Les effets symboliques de la sélection aléatoire
25Une analyse des effets du tirage au sort ne peut se limiter à la vision formaliste et descriptive de la représentation. Elle doit interroger le caractère substantiel de celle-ci. Pour ce faire, l’analyse de Hanna Pitkin (1972 [1967]), et plus généralement les théories anglo-saxonnes de la représentation, ne suffisent pas à saisir les contraintes symboliques des relations de représentation. La tradition allemande (Göhler, Pégny, Sintomer, 2013) permet de thématiser la représentation symbolique et les effets de l’introduction du tirage au sort sur la « façon de se représenter ce qui est représenté » (Hayat, Sintomer, 2013, p. 10). Dans ce cadre, j’ai donc systématiquement demandé aux délégués élus, puis sélectionnés par le sort, leur perception de la représentation, de leur rôle, leur sentiment de légitimité et leurs relations – concrètes ou imaginées – avec les représentés.

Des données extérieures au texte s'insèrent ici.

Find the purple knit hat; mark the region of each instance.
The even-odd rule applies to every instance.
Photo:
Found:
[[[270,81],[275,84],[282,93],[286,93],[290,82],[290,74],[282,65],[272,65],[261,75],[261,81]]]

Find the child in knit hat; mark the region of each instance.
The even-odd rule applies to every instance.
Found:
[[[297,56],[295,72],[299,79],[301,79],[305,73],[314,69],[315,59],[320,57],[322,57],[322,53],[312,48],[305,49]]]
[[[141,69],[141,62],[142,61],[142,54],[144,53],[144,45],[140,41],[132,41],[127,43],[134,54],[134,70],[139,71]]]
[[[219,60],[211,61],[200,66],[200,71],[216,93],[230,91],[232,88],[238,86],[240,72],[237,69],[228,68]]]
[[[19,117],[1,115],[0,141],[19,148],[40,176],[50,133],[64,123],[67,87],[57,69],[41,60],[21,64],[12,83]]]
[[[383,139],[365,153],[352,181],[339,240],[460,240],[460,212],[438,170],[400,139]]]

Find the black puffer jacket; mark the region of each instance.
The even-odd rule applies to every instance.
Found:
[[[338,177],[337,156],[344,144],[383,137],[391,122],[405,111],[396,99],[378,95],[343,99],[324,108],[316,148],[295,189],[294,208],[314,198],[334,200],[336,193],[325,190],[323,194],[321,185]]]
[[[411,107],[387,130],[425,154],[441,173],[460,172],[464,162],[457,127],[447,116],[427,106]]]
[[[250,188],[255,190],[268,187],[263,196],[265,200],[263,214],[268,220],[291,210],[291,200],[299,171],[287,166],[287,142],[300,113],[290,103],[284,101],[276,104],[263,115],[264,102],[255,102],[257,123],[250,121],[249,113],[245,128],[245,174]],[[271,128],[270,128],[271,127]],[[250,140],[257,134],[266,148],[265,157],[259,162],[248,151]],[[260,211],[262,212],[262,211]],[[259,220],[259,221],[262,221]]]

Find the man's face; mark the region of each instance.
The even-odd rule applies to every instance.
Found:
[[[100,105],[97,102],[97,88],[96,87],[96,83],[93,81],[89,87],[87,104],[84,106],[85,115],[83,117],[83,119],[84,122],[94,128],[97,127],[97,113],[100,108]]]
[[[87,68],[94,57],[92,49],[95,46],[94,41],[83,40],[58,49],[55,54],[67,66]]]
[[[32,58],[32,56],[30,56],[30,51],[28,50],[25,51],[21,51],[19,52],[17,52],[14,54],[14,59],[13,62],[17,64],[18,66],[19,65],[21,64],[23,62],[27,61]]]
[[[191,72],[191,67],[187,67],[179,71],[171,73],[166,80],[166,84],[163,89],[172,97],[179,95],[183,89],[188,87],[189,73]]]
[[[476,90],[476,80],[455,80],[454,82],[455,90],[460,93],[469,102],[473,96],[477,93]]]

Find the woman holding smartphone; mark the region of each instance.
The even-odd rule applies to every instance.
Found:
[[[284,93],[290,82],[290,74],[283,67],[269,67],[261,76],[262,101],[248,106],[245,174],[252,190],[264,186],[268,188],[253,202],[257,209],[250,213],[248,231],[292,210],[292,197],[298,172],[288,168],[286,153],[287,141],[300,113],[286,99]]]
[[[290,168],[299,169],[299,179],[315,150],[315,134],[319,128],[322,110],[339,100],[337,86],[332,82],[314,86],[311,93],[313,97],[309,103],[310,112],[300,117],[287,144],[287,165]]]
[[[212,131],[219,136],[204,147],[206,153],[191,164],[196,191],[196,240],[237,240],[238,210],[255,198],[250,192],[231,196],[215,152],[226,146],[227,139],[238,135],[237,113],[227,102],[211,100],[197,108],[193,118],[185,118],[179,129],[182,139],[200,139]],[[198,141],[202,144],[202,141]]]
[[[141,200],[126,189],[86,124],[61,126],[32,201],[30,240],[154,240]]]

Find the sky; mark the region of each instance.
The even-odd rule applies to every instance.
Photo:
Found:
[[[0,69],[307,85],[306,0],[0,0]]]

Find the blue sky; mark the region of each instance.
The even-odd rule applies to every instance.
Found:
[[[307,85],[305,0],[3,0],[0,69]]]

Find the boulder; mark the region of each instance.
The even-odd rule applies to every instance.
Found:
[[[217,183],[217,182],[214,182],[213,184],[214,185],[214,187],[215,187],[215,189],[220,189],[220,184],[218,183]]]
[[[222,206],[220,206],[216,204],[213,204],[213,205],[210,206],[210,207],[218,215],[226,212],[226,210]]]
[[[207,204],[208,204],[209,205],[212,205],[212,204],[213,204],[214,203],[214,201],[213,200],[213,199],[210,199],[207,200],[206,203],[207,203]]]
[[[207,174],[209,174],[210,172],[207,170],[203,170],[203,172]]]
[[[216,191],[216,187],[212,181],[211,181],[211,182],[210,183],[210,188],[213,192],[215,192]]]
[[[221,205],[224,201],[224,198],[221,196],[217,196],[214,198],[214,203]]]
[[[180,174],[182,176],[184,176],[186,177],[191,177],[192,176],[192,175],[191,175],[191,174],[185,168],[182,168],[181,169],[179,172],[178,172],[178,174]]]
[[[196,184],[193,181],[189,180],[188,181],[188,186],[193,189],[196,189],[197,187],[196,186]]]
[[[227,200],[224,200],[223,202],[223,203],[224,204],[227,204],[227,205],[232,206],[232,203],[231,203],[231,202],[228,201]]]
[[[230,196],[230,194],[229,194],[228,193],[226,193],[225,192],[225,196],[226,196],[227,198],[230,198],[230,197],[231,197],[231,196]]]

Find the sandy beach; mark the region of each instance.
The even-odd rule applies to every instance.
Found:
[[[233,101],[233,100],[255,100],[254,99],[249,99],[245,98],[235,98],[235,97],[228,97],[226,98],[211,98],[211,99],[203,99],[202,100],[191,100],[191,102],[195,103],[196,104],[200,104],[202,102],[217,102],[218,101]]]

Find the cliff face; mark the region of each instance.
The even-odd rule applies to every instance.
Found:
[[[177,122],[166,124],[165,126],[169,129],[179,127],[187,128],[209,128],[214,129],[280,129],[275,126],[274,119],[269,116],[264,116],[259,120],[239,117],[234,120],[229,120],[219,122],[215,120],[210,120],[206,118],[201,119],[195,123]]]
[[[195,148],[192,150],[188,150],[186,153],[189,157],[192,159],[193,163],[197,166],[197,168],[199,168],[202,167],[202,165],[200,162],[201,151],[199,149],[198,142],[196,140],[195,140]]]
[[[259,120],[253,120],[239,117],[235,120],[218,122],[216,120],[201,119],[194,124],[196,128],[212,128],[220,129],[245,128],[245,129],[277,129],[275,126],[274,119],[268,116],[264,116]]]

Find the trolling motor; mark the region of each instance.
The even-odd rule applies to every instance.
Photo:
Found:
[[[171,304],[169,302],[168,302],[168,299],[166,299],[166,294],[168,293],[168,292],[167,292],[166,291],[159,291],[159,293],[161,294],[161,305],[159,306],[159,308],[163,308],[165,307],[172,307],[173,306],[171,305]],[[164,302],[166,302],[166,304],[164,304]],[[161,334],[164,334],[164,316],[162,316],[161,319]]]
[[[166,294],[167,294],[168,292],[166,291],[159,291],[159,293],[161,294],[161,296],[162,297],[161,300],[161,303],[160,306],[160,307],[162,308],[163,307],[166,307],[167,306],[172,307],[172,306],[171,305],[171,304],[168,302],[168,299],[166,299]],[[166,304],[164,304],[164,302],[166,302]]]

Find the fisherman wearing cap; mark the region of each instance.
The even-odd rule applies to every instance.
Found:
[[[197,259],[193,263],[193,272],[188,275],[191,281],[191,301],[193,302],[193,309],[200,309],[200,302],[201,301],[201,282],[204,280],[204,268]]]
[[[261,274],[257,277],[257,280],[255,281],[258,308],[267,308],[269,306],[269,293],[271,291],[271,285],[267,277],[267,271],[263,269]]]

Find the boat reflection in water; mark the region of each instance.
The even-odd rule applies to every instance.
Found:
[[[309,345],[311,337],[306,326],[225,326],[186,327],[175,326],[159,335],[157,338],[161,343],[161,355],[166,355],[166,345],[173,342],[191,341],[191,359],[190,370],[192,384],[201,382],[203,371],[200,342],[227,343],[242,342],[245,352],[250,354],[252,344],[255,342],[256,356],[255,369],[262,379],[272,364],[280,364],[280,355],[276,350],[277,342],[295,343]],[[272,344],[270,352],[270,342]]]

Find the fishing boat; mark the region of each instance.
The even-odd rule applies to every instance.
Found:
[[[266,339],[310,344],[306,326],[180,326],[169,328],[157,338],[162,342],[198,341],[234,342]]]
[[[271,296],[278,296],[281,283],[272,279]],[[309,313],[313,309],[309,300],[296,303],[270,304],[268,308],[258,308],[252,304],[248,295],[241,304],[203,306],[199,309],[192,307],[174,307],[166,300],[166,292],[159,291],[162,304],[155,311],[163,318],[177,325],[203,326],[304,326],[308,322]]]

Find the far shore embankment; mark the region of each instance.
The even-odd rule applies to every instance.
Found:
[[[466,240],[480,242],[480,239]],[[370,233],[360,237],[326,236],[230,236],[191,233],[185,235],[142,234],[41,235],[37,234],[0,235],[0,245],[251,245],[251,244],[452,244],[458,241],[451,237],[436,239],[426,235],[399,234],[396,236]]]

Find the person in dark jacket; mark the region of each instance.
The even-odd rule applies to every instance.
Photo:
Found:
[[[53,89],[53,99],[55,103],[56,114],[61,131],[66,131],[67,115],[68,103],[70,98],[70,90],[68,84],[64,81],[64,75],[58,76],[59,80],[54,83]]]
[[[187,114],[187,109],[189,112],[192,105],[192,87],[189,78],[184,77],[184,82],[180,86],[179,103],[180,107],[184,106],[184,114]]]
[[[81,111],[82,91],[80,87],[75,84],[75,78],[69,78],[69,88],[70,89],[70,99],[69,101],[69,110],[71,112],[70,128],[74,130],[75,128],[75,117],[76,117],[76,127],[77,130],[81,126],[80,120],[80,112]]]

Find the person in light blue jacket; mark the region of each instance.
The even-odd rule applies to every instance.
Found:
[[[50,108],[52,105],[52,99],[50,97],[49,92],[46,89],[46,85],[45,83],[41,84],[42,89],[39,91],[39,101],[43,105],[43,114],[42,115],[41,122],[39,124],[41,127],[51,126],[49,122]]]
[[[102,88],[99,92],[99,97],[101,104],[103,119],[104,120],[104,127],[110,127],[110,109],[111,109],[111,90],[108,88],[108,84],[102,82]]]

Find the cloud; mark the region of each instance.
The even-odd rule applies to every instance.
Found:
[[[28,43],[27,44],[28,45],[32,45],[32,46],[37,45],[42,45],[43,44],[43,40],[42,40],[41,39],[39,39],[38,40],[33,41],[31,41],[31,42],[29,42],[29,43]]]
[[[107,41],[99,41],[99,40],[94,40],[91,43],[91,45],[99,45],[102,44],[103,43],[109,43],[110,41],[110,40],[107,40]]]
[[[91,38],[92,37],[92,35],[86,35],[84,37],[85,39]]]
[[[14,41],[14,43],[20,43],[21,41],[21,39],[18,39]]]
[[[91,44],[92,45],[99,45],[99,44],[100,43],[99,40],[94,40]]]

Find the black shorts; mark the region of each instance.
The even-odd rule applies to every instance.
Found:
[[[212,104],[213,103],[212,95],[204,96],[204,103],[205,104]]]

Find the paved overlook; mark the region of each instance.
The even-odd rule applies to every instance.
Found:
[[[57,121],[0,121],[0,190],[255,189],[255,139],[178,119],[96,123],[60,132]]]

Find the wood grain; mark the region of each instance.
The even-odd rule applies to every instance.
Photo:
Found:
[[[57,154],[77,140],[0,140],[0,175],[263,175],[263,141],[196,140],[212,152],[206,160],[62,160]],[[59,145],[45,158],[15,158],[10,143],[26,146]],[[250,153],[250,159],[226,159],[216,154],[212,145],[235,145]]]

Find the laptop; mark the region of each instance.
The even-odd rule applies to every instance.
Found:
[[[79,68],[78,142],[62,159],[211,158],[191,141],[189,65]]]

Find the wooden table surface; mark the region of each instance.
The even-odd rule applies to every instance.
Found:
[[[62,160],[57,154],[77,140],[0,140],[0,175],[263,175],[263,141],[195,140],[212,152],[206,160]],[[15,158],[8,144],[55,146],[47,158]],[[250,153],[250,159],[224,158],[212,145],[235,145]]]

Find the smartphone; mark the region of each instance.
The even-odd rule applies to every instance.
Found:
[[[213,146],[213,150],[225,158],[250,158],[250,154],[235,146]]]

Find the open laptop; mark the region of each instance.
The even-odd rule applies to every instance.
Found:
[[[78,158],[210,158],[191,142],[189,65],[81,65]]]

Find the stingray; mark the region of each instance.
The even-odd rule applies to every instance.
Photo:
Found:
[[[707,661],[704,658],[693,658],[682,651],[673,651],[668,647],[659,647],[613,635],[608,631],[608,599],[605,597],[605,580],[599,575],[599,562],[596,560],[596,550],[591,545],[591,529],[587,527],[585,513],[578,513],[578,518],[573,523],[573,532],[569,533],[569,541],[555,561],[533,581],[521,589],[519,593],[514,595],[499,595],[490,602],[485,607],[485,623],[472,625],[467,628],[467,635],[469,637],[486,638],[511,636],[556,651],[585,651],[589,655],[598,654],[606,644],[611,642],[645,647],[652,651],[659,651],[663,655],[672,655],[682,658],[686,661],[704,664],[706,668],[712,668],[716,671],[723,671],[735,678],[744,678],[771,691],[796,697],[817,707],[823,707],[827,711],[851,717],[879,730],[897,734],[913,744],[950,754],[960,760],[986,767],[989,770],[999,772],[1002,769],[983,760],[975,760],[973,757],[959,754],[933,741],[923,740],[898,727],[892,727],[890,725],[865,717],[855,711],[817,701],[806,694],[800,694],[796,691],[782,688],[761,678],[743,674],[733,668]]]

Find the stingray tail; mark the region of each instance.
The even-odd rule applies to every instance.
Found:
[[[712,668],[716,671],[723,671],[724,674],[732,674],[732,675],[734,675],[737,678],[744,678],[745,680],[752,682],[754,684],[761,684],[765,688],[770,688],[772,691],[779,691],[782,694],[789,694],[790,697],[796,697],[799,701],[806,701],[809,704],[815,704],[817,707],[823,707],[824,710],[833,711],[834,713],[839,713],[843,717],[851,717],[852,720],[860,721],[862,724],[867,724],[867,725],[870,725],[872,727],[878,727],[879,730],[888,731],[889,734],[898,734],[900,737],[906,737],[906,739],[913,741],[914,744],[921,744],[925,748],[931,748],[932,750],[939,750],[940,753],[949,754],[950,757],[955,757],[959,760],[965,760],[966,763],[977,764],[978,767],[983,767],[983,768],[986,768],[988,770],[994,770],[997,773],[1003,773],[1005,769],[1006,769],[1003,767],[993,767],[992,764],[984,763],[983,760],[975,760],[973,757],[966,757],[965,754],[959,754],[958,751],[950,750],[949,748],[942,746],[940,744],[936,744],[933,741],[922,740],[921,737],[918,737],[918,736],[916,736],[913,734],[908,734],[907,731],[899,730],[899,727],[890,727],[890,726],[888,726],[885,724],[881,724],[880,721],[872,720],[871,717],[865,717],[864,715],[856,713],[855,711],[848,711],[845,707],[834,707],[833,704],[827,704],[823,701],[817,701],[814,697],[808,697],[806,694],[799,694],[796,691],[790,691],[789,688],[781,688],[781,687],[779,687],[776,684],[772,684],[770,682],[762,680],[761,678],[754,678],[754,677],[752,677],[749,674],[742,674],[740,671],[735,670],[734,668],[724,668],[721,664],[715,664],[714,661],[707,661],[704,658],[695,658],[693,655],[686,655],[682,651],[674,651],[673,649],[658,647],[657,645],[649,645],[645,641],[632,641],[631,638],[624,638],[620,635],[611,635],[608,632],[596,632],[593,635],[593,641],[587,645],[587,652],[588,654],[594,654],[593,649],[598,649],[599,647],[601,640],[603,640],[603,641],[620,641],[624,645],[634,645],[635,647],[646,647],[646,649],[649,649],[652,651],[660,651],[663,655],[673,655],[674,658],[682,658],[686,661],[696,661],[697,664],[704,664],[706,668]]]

Pierre Rosanvallon (2008) discute plus largement des légitimités politiques démocratiques qui ne se réduisent pas aux élections, et Dimitri Courant (2014, p. 105-110 ; 2018) a conceptualisé quant à lui pour la première fois les « légitimités du sort » en établissant une typologie spécifique de ses trois formes qui ont chacune leurs effets propres : la « légitimité-similarité (légitimes car semblables), la légitimité-horizontalité (légitimes car indépendants) et la légitimité-humilité (légitimes car non supérieurs) », qui reposent respectivement sur ce qu’il qualifie de « principes démocratiques du tirage au sort » : la représentativité, l’impartialité et l’égalité. Je m’inspire de cette approche pour analyser le cas de la FAE.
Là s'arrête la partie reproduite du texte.